Performance Appraisal Mistakes Can Cause Employees to Quit

performance appraisal process

Performance appraisal is a formal standard procedure utilized by most companies to evaluate the performance of their employees. The objective of this process is to make sure that each employee’s skills, talents, and capabilities are in accordance with business objectives. This evaluation is often done through an individual performance appraisal conducted either on site or through a computer-based system. Performance appraisals are normally made at the end of a pay period or at the beginning of a new payroll period.

The 360-degree feedback provided by performance appraisals is intended to pinpoint the issues that may be affecting the overall effectiveness of an employee’s performance. The process consists of two main elements: judgment and assessment. During the appraisal, supervisors assess employees’ strengths and weaknesses. They also consider performance issues that have been identified through various means, such as directives from higher management down to the level of individual employees. Employees are then evaluated on their performance based on the criteria established. Higher ranking employees receive a higher weight for a given criterion.

The actual performance appraisal process follows a logical order. The first step is for the actual appraisal to identify potential problems and needs, such as gaps in knowledge, poor performance, underutilization of skills and talents, performance issues, weak leadership, lack of supervision, and so forth. Next, the appraiser will discuss these issues with the employee, present his findings, and offer recommendations on how to address the problem. From this point forward, the appraiser will review the employee’s performance, determine where improvements should be made, make a salary increase proposal, or provide a proposal to the management to implement any improvements recommended.

Employment practice law requires that an employee must be given the opportunity to present the reasons for the negative performance review. If an employee is not allowed a chance to express negative reasons, he has the right to request that his performance appraisal be nullified, or that the results of his appraisal be considered as nothing more than a reflection of what his superiors think. Federal regulations state that companies performing performance appraisals must give employees an opportunity to respond to reviews by providing a written statement to the company that identifies the causes of the review.

Another advantage of performance appraisal systems is that it helps small business owners understand clearly their own and their organizations’ goals and objectives. This enables small business owners to set goals and to monitor progress toward those goals and to establish a plan to reach them. By having clearly defined goals, employees know what to do and when to do it. Again, this enables employees to use the knowledge they gain about their own job and to apply that knowledge to their job performance.

Managers and owners of small businesses must not only create goals for their company, but they also need to know how to measure their success in reaching those goals. Small business owners may find the task of creating a formal appraisal process difficult. Small business owners must use caution, however. The Small Business Administration warns that failing to use an appraisal system may result in “unnecessary employee turnover,” resulting in an increase in the number of employees seeking unemployment. The SBA further warns that the Small Business Administration “discourages employers from making unrealistic claims about performance and may require supervisors to perform a far higher level of documentation concerning performance evaluations.”

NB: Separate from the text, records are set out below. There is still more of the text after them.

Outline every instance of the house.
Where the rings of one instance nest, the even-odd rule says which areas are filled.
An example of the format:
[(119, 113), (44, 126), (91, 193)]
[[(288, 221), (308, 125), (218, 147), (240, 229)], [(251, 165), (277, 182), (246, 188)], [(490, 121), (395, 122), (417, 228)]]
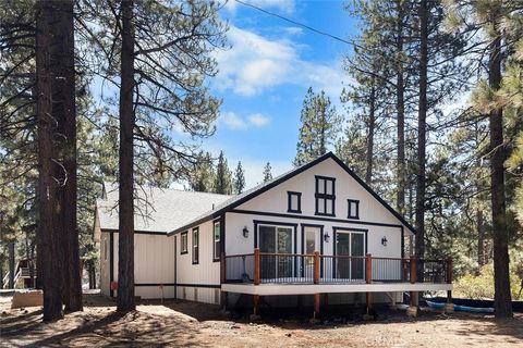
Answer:
[[(414, 228), (331, 152), (234, 197), (155, 192), (150, 227), (136, 227), (143, 297), (163, 285), (165, 297), (230, 304), (250, 296), (255, 309), (262, 297), (273, 306), (305, 298), (319, 311), (321, 298), (370, 304), (452, 290), (449, 261), (405, 256)], [(110, 272), (102, 261), (102, 291), (113, 295), (118, 219), (99, 203), (95, 228), (112, 240), (109, 257), (101, 248), (112, 260)]]

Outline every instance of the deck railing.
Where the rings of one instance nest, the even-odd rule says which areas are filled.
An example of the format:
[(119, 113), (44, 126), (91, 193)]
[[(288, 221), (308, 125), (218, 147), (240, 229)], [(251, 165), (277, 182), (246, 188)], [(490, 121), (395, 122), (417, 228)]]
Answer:
[(222, 254), (222, 283), (452, 283), (451, 260), (260, 252)]

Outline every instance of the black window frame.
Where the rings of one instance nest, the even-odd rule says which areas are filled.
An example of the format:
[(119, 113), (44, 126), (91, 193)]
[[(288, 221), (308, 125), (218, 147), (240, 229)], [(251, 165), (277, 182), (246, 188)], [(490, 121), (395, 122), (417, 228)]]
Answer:
[[(185, 249), (183, 248), (183, 238), (185, 237)], [(188, 253), (188, 231), (184, 231), (180, 234), (180, 254)]]
[[(324, 184), (324, 192), (320, 194), (318, 188), (320, 186), (320, 181), (323, 181)], [(328, 195), (327, 192), (327, 183), (330, 182), (332, 183), (332, 195)], [(315, 184), (316, 184), (316, 190), (315, 190), (315, 215), (321, 215), (321, 216), (336, 216), (336, 177), (329, 177), (329, 176), (320, 176), (320, 175), (315, 175)], [(318, 203), (319, 201), (324, 202), (324, 212), (319, 212), (318, 210)], [(328, 213), (327, 212), (327, 201), (332, 201), (332, 212)]]
[[(351, 209), (352, 203), (355, 203), (355, 206), (356, 206), (355, 214), (353, 214), (353, 211)], [(348, 199), (346, 200), (346, 219), (360, 220), (360, 200), (357, 200), (357, 199)]]
[[(194, 243), (194, 236), (196, 235), (196, 244)], [(191, 236), (191, 254), (193, 264), (199, 263), (199, 227), (194, 227)]]
[[(216, 240), (216, 225), (219, 226), (219, 232), (218, 232), (218, 236), (219, 236), (219, 239)], [(219, 252), (218, 254), (216, 254), (216, 243), (218, 243), (218, 248), (219, 248)], [(215, 220), (212, 222), (212, 261), (217, 262), (217, 261), (220, 261), (220, 257), (221, 257), (221, 221), (220, 220)]]
[[(292, 197), (297, 197), (297, 209), (292, 209)], [(302, 192), (287, 191), (287, 212), (288, 213), (302, 213)]]

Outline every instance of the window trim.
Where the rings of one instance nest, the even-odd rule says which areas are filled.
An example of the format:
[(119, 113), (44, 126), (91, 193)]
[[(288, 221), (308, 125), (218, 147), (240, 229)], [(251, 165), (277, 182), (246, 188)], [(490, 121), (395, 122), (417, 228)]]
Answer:
[[(315, 215), (320, 215), (320, 216), (336, 216), (336, 177), (329, 177), (329, 176), (321, 176), (321, 175), (315, 175), (315, 185), (316, 185), (316, 190), (315, 190)], [(324, 194), (318, 192), (319, 188), (319, 181), (324, 181)], [(327, 183), (331, 182), (332, 183), (332, 195), (327, 195), (325, 194), (327, 191)], [(320, 213), (318, 211), (318, 203), (319, 200), (324, 200), (324, 212)], [(327, 201), (330, 200), (332, 201), (332, 213), (327, 213)]]
[[(218, 240), (216, 239), (216, 225), (218, 225), (219, 227), (219, 233), (218, 233)], [(219, 254), (216, 254), (216, 244), (219, 243), (219, 246), (220, 246), (220, 252)], [(217, 261), (220, 261), (220, 258), (221, 258), (221, 221), (220, 220), (215, 220), (212, 222), (212, 261), (214, 262), (217, 262)]]
[[(297, 209), (292, 209), (292, 197), (297, 197)], [(302, 213), (302, 192), (287, 191), (287, 212), (288, 213)]]
[[(353, 214), (351, 210), (352, 203), (356, 204), (356, 213)], [(348, 199), (346, 200), (346, 219), (356, 219), (360, 220), (360, 200), (358, 199)]]
[[(185, 237), (185, 249), (183, 249), (183, 237)], [(188, 253), (188, 231), (180, 234), (180, 254)]]
[[(194, 243), (194, 236), (197, 236), (197, 243)], [(191, 254), (192, 254), (192, 261), (193, 264), (198, 264), (199, 263), (199, 227), (194, 227), (193, 233), (191, 236)]]

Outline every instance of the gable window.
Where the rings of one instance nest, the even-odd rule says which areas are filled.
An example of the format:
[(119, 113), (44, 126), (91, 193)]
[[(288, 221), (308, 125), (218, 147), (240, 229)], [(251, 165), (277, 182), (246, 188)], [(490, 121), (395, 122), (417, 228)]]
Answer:
[(107, 239), (104, 239), (104, 261), (107, 261)]
[(346, 215), (348, 219), (360, 219), (360, 201), (355, 199), (348, 199), (348, 209), (349, 213)]
[(199, 262), (199, 229), (193, 228), (193, 264)]
[(287, 191), (287, 212), (302, 213), (302, 192)]
[(187, 231), (182, 232), (180, 235), (181, 243), (180, 243), (180, 253), (187, 253)]
[(336, 216), (335, 183), (333, 177), (316, 176), (316, 215)]
[(212, 227), (212, 253), (214, 253), (214, 261), (219, 261), (220, 260), (220, 253), (221, 253), (221, 228), (220, 228), (220, 222), (216, 221)]

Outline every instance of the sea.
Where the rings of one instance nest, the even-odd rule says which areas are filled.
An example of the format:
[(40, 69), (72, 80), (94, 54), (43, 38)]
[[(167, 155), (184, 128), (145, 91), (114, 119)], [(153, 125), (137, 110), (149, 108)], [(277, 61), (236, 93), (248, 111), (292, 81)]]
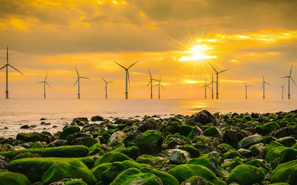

One small business owner, Robert, tells us about an experience that proves the importance of an appraisal process. One day, after a meeting with his team, Robert noticed that all of his employees were aware of a common error made during appraisal assessments. At this point, Robert had four people on his team who were responsible for appraising the business’s performance. According to Robert, these employees “took it upon themselves” to make up fake answers to questions. “The results were disastrous,” Robert said. “Their appraisal reports actually showed that our company was not getting the job done.”

After finding out about the common error, Robert and everyone else in his team reviewed the performance reports of all employees and decided what areas needed improvement. Prior to the review, Robert had taken the time to prepare a comprehensive checklist that included objectives for each department, performance goals, and performance assessments. According to Robert, the next morning all of his employees were reviewing the checklist and it was apparent from the reviews that most employees thought the entire process was extremely cumbersome and tedious. When asked if they thought the performance checks improved the company’s performance, only one person said yes. After the employees were reviewed again, they discovered that the goal they set for themselves was actually counter-productive because the company was not improving as much as they thought it would.